Not many investors were buying Australia and New Zealand Banking Group Ltd (ASX: ANZ) shares in the early months of 2020.
Following the outbreak of the global pandemic, fear ruled the markets. Most investors were rushing to hit the sell button on all kinds of quality ASX stocks, including ANZ.
From February 21 2020 through to 22 May of the same year, this saw the S&P/ASX 200 Index (ASX: XJO) bank stock crater by a shocking 44%.
Now it took a brave and forward-looking investor to recognize that after this massive sell-off, ANZ shares were a screaming bargain at $15.11 apiece.
If you'd taken the plunge and bought the dip on the day, your $10,000 would have bought 661 shares with enough pocket money left over for some chips.
Here's how much those shares would have delivered now.
ANZ shares came roaring back
Alongside the broader market, ANZ staged a strong recovery following its May 2020 low point. That was driven by growing optimism over the outlook for COVID vaccines, along with massive government stimulus measures from developed nations across the world.
More recently, ANZ shares set new 52-week highs in March this year.

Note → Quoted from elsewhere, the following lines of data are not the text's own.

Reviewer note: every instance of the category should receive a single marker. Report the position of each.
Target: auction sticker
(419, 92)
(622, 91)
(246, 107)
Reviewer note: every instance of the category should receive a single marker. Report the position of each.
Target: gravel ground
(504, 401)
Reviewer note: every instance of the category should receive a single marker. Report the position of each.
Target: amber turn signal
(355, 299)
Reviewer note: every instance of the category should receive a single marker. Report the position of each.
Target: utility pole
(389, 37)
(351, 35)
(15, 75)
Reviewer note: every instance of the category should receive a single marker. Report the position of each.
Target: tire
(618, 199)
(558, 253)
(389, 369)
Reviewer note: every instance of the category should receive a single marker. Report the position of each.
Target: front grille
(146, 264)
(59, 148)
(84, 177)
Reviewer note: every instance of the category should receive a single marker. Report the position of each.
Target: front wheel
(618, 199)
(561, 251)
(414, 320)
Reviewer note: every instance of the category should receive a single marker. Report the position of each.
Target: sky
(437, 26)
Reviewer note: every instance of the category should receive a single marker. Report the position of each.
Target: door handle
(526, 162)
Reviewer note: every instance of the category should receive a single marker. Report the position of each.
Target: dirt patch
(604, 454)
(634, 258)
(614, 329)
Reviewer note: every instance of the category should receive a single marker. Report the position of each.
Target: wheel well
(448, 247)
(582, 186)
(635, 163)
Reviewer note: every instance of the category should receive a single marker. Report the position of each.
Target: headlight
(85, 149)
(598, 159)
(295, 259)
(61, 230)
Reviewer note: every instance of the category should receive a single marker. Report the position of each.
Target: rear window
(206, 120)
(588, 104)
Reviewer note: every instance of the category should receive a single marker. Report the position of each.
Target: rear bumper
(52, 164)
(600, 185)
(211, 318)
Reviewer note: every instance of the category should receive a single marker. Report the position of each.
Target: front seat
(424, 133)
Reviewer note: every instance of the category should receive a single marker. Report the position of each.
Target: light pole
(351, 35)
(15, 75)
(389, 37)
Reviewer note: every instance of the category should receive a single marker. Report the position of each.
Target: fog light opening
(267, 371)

The rally across the bank stocks has been driven by increasing optimism over the outlook for interest rate cuts from the Reserve Bank of Australia in 2024. That could enable ANZ to boost its earnings if the bank chooses not to pass the full amount of any rate decreases on to its borrowers.

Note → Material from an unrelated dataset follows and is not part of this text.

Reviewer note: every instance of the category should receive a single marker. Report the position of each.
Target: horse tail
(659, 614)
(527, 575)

Although shares have retraced some from those highs, along with some of the rate cut hype, ANZ stock remains up more than 14% over the past six months at $28.98.
Meaning the 661 shares you bought for $10,000 at the pandemic dip would be worth $19,156.78 today.
But let's not forget the dividends.
Over this period you would have received eight dividends from those ANZ shares, all fully franked barring the most recent final dividend payout. That one was franked at 56%.
All told, the ASX 200 bank stock paid out $5.23 a share in dividends since 22 May 2020. Or $3,457.03 from your 661 shares.
Assuming you spent that passive income as it came in instead of reinvesting it, we'll just add those gains in as cash.
According to my trusty calculator, that means the $10,000 invested in ANZ shares during the pandemic dip would have returned $22,613.81 today.
Which brings two of my favourite Warren Buffett quotes to mind.
"Never overpay for anything," he advises.
And famously, "Be greedy when others are fearful."